I am delighted to welcome you to the eighteenth Volume of Legal Writing: The Journal of the Legal Writing Institute, the nation’s premier journal about legal writing and communication and the official journal of the Legal Writing Institute.
The Volume begins with four articles that address broad issues encountered by legal writing professors and others concerned about the quality of legal writing, analysis, and reading. First, Elizabeth Fajans explores the theory and technique of helping students avoid “hitting the wall” in their legal writing as they advance from mere competence to eloquence. Next, Carrie Sperling and Susan Shapcott confront student mindset and understanding of intelligence as they explore how professors can give more meaningful feedback and assessment. They are followed by an intriguing empirical study of whether law school actually improves students’ analytical skills by David J. Herring and Collin Lynch. Finally, Mark Yates delves into the impact the Internet and electronic sources have had on student literacy and argues that text-based literacy is still essential for successful lawyers.
The articles then turn to analysis of specific pedagogical techniques applicable to legal writing and case-book classrooms. First, Sophie M. Sparrow and Margaret Sova McCabe explain the theory and practice of Team-Based Learning. Then Mary Dunnewold and Mary Trevor introduce the incorporation of an Alternative Dispute Resolution Simulation into a first-year legal writing class. Next, Amanda Smith argues for the addition of an opinion-writing exercise as a complement to the traditional office memorandum in first-semester legal writing courses. Finally, Heidi K. Brown confronts the problem of public speaking anxiety in law students and offers suggestions for addressing the heart of this problem in law school.
The Volume concludes with a practical piece by Samantha A. Moppett about academic poster presentations, providing practical advice for submitting such posters for legal writing conferences.
In sum, this Volume provides us with a diverse and engaging range of articles that challenge us to examine our teaching, our theory, and our assumptions about legal writing pedagogy and legal education.
We are committed to providing our readers with broad cover-age of interesting and important issues related to legal writing, research, analysis, and pedagogy, and we sincerely appreciate the continued support of contributors and readers alike. If you have feedback about this Volume, or would like to submit an article for publication, please contact the Journal at http://www.journalleg alwritinginstitute.org/.

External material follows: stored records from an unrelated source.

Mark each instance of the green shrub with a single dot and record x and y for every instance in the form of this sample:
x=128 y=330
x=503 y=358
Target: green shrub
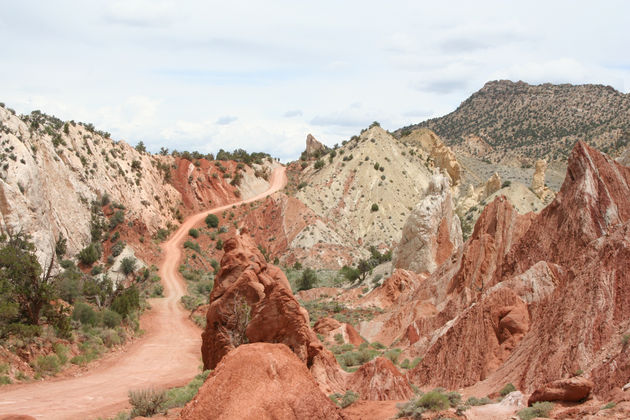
x=127 y=301
x=307 y=281
x=539 y=409
x=507 y=389
x=434 y=401
x=90 y=254
x=62 y=353
x=146 y=402
x=192 y=245
x=180 y=396
x=212 y=220
x=84 y=313
x=47 y=364
x=111 y=319
x=128 y=265
x=474 y=401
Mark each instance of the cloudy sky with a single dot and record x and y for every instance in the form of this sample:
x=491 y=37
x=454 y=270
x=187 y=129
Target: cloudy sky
x=204 y=75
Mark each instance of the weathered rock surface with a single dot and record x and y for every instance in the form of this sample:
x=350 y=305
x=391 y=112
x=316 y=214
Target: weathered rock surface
x=567 y=390
x=252 y=302
x=261 y=381
x=493 y=184
x=379 y=380
x=440 y=153
x=329 y=327
x=432 y=231
x=313 y=146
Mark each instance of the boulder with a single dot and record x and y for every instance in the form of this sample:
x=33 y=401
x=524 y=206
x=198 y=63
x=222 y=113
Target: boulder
x=252 y=302
x=493 y=184
x=313 y=146
x=379 y=380
x=432 y=231
x=567 y=390
x=260 y=381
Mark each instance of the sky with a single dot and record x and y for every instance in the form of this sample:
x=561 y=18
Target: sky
x=205 y=75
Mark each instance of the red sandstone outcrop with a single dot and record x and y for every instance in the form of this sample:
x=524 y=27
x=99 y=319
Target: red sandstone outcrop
x=568 y=390
x=432 y=231
x=379 y=380
x=329 y=327
x=261 y=381
x=252 y=302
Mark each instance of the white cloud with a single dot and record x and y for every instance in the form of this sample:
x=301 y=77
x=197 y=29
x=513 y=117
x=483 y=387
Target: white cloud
x=176 y=74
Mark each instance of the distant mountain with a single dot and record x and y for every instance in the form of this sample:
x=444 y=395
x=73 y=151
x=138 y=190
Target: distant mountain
x=515 y=120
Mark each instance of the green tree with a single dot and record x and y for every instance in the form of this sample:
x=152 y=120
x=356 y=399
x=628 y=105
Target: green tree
x=22 y=279
x=307 y=281
x=212 y=220
x=128 y=265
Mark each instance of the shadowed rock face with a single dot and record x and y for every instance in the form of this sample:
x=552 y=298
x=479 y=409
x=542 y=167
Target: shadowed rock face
x=533 y=298
x=252 y=302
x=569 y=390
x=379 y=380
x=261 y=381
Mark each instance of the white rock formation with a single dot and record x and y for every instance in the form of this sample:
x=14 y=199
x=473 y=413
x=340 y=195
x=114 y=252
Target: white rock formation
x=432 y=231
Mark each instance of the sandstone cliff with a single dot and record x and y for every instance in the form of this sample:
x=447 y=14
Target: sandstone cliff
x=432 y=232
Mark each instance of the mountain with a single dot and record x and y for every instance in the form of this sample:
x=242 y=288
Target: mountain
x=515 y=121
x=68 y=181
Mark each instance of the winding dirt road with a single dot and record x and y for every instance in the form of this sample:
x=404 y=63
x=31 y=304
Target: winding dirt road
x=167 y=355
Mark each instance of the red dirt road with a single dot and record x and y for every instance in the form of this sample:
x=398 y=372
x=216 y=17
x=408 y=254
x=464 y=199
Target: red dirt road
x=167 y=355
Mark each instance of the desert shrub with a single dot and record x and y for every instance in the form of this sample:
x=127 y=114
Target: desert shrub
x=128 y=265
x=474 y=401
x=117 y=248
x=507 y=389
x=393 y=355
x=90 y=254
x=308 y=280
x=180 y=396
x=126 y=302
x=47 y=364
x=116 y=219
x=212 y=220
x=84 y=313
x=111 y=319
x=434 y=401
x=146 y=402
x=110 y=337
x=539 y=409
x=193 y=245
x=344 y=400
x=62 y=353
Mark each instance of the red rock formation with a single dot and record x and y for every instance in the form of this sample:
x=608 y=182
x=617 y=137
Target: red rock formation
x=568 y=390
x=246 y=286
x=329 y=327
x=379 y=380
x=476 y=344
x=499 y=226
x=260 y=381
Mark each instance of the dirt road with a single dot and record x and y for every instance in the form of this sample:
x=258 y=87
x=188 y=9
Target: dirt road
x=167 y=355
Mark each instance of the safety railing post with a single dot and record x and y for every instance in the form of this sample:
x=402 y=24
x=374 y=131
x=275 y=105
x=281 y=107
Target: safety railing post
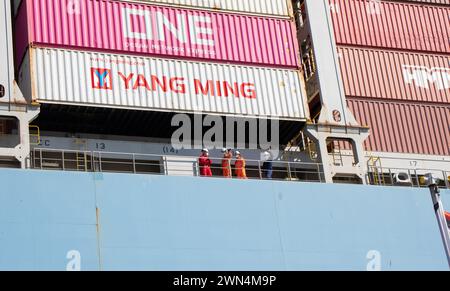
x=392 y=179
x=92 y=162
x=40 y=158
x=100 y=162
x=319 y=173
x=63 y=160
x=289 y=170
x=446 y=179
x=260 y=171
x=417 y=178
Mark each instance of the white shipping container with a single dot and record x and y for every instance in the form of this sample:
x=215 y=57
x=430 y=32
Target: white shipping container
x=143 y=83
x=275 y=8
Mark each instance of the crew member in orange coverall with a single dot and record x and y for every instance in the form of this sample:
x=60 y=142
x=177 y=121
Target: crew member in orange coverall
x=240 y=166
x=226 y=163
x=205 y=164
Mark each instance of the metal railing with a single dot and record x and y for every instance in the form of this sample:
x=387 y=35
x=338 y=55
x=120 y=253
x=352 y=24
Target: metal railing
x=388 y=176
x=119 y=162
x=91 y=161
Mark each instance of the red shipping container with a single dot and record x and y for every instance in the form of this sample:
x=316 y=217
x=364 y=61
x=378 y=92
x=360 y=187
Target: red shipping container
x=401 y=127
x=395 y=75
x=399 y=25
x=147 y=29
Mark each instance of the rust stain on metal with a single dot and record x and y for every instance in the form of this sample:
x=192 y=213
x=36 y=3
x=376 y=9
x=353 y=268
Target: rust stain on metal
x=97 y=217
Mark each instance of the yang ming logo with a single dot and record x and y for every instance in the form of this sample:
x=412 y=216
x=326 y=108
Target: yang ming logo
x=101 y=79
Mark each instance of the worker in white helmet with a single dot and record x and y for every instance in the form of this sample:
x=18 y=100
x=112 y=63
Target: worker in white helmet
x=226 y=163
x=239 y=165
x=205 y=164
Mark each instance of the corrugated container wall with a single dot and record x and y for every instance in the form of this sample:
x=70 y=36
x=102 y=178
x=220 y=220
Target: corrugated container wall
x=132 y=82
x=124 y=27
x=272 y=8
x=397 y=25
x=400 y=127
x=395 y=75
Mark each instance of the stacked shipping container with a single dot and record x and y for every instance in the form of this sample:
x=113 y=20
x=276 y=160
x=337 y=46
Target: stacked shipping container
x=395 y=63
x=149 y=56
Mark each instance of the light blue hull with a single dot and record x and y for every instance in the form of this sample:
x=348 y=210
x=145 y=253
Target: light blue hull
x=133 y=222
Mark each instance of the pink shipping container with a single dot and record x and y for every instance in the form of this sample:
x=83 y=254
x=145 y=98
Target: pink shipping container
x=401 y=127
x=395 y=75
x=139 y=28
x=387 y=24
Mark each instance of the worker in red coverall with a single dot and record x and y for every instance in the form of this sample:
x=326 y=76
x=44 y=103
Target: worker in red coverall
x=239 y=165
x=205 y=164
x=226 y=163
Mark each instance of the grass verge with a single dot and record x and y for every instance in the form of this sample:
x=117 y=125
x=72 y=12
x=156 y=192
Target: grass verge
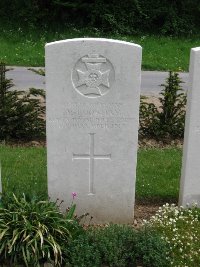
x=25 y=47
x=158 y=172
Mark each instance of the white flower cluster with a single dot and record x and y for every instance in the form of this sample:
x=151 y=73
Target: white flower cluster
x=180 y=228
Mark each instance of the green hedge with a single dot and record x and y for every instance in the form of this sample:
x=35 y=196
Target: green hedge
x=129 y=16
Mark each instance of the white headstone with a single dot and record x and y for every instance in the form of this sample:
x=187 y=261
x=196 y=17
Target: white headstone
x=190 y=178
x=93 y=93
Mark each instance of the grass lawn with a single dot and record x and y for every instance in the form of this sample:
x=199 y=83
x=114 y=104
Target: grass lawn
x=26 y=47
x=158 y=172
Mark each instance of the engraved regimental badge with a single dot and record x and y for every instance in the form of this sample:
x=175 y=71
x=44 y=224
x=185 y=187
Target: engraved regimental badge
x=93 y=76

As my term as Editor in Chief comes to an end, I would like to take this opportunity to thank the many people who have made the past four volumes of the Journal a success. A peer-edited Journal in legal academia really is a labor of love. I am indebted to the talented members of the Editorial Board including Mary Garvey Algero, Ted Becker, Brooke J. Bowman, Rachel Croskery-Roberts, Kirsten K. Davis, Lisa Eichorn, Judith D. Fischer, Jane Kent Gionfriddo, Lindsey P. Gustafson, Anna P. Hemingway, Kimberly Y.W. Holst, Jeff R. Jablonski, Robin Boyle Laisure, Mary Lawrence, Pamela Lysaght, Ellie Margolis, Samantha M. Moppett, Susan Provenzano, Terrill Pollman, David T. Richie, Karen J. Sneddon, Kristen Konrad Robbins-Tiscione, Susan Thrower, Christine M. Venter, and Catherine J. Wasson.
These past four volumes would not have been possible without the dedication of my four amazing Assistant Editors in Chief: David T. Richie, Pamela Lysaght, Terrill Pollman, and Brooke J. Bowman. Finally, it is not an overstatement to say that these volumes would never have seen the light of day without the talent, tenacity, and tender care of Brooke J. Bowman and the support of the Stetson University College of Law. I am so happy that she will be overseeing the next two volumes as Editor in Chief. The Journal is truly in good hands.